18.24 Testing Number-Theoretic Code

Number-theoretic code is compact, but its edge cases are dense.

18.24 Testing Number-Theoretic Code

Number-theoretic code is compact, but its edge cases are dense. A function may work for most random inputs and still fail on zero, one, negative values, non-coprime moduli, repeated prime factors, overflow boundaries, or composite numbers that imitate primes.

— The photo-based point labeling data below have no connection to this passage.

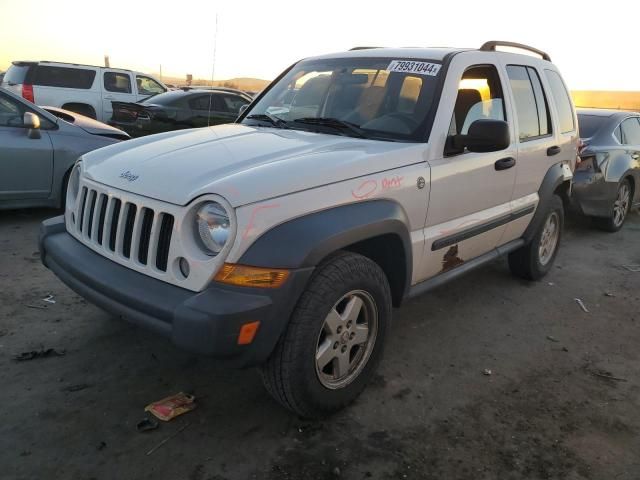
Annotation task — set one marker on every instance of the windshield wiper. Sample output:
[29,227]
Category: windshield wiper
[276,121]
[336,123]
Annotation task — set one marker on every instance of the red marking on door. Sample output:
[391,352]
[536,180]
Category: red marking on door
[365,190]
[252,219]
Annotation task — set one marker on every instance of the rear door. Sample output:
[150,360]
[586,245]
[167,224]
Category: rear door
[26,164]
[116,86]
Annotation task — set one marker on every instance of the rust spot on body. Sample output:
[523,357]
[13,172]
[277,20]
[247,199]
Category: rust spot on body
[451,259]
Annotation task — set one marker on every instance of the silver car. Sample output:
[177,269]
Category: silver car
[607,178]
[38,148]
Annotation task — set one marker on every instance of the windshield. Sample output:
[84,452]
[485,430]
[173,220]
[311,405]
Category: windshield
[590,124]
[380,98]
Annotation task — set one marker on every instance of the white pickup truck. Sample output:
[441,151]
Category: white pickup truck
[354,181]
[83,89]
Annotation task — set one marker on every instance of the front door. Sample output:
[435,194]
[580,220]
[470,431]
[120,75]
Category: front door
[469,205]
[26,164]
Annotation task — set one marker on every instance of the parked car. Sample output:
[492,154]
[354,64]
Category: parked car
[283,240]
[607,178]
[38,148]
[185,108]
[83,89]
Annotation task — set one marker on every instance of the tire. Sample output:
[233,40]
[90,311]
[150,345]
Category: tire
[532,261]
[82,109]
[320,323]
[619,209]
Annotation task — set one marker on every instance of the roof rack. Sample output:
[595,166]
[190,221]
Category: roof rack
[491,47]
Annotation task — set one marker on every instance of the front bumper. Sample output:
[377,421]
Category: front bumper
[206,322]
[591,195]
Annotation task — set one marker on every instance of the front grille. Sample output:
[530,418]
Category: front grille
[138,233]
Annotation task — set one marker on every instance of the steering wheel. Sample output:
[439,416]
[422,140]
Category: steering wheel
[404,118]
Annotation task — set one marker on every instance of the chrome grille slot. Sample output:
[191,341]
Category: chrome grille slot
[115,219]
[164,242]
[145,235]
[130,218]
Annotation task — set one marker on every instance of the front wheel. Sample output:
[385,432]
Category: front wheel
[619,209]
[334,340]
[534,260]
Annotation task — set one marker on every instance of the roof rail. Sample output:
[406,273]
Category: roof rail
[491,47]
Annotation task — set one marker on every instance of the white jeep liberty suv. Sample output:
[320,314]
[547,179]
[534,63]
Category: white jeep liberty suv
[354,181]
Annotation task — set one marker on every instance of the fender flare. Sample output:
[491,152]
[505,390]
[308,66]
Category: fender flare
[304,241]
[554,177]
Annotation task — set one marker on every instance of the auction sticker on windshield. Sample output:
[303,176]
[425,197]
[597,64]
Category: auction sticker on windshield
[407,66]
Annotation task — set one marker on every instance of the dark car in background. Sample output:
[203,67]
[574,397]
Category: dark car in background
[606,183]
[38,148]
[178,109]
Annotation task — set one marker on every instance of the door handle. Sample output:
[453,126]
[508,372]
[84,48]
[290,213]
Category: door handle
[551,151]
[505,163]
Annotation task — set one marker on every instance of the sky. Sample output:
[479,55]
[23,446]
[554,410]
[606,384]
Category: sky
[592,43]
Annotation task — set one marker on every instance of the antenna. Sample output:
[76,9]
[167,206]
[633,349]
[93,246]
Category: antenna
[213,69]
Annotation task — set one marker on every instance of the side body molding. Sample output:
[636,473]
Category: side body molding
[305,241]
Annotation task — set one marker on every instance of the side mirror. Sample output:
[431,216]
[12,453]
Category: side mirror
[32,122]
[485,135]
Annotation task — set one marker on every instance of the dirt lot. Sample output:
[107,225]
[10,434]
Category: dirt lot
[546,411]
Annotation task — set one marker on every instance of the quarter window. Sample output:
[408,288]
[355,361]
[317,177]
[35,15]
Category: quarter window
[530,102]
[234,102]
[630,131]
[148,86]
[117,82]
[11,113]
[64,77]
[562,100]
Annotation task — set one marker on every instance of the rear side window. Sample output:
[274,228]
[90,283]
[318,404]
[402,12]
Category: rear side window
[63,77]
[630,131]
[117,82]
[563,101]
[531,104]
[590,124]
[201,103]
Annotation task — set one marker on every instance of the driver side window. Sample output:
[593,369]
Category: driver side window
[479,96]
[11,113]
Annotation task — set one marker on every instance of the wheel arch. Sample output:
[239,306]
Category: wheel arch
[376,229]
[555,182]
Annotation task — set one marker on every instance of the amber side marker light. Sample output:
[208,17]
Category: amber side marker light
[245,276]
[247,333]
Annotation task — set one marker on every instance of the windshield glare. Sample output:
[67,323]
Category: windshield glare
[362,91]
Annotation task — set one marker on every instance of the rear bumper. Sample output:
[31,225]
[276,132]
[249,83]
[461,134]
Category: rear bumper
[206,322]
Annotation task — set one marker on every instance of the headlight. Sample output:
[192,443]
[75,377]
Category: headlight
[73,187]
[213,227]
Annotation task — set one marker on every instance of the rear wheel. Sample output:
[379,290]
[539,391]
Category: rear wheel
[619,209]
[534,260]
[334,340]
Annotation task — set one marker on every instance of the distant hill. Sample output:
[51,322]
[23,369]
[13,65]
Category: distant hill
[607,99]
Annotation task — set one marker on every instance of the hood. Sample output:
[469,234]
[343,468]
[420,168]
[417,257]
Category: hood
[87,124]
[244,164]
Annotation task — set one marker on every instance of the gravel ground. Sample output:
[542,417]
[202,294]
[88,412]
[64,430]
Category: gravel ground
[548,409]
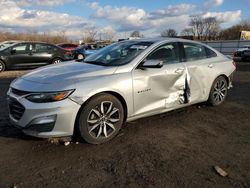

Testing these algorithms requires more than checking a few examples. Good tests combine known values, algebraic identities, brute-force oracles for small inputs, randomized comparison, and reconstruction checks.

Problem

Given implementations of number-theoretic algorithms, verify correctness across ordinary cases and boundary cases.

Examples include:

gcd(a,b)
mod_inverse(a,m)
is_prime(n)
factorize(n)
crt(remainders, moduli)
phi(n)
mobius(n)

The goal is to catch both mathematical mistakes and implementation mistakes.

Use Known Values First

Start with hand-checkable examples.

from math import gcd

def test_gcd_known_values():
    assert gcd(48, 18) == 6
    assert gcd(17, 13) == 1
    assert gcd(0, 7) == 7
    assert gcd(7, 0) == 7

Known values catch obvious errors and document expected behavior.

For Euler phi:

def test_phi_known_values():
    assert phi(1) == 1
    assert phi(2) == 1
    assert phi(5) == 4
    assert phi(8) == 4
    assert phi(9) == 6
    assert phi(36) == 12

For Möbius:

def test_mobius_known_values():
    assert mobius(1) == 1
    assert mobius(2) == -1
    assert mobius(4) == 0
    assert mobius(6) == 1
    assert mobius(12) == 0
    assert mobius(30) == -1

These tests are small but valuable. They anchor the semantics.

Test Boundary Values

Most bugs live near boundary values.

Use inputs such as:

0
1
2
m - 1
m
m + 1
negative values
prime values
prime powers
perfect squares
large composites

Example for primality:

def test_primality_boundaries():
    assert not is_prime_64(-7)
    assert not is_prime_64(0)
    assert not is_prime_64(1)

    assert is_prime_64(2)
    assert is_prime_64(3)

    assert not is_prime_64(4)
    assert not is_prime_64(9)
    assert not is_prime_64(25)

For modular inverse:

def test_inverse_boundaries():
    assert mod_inverse(3, 11) == 4
    assert mod_inverse(10, 17) == 12

    try:
        mod_inverse(2, 8)
        assert False
    except ValueError:
        pass

Boundary tests force you to define the behavior instead of leaving it accidental.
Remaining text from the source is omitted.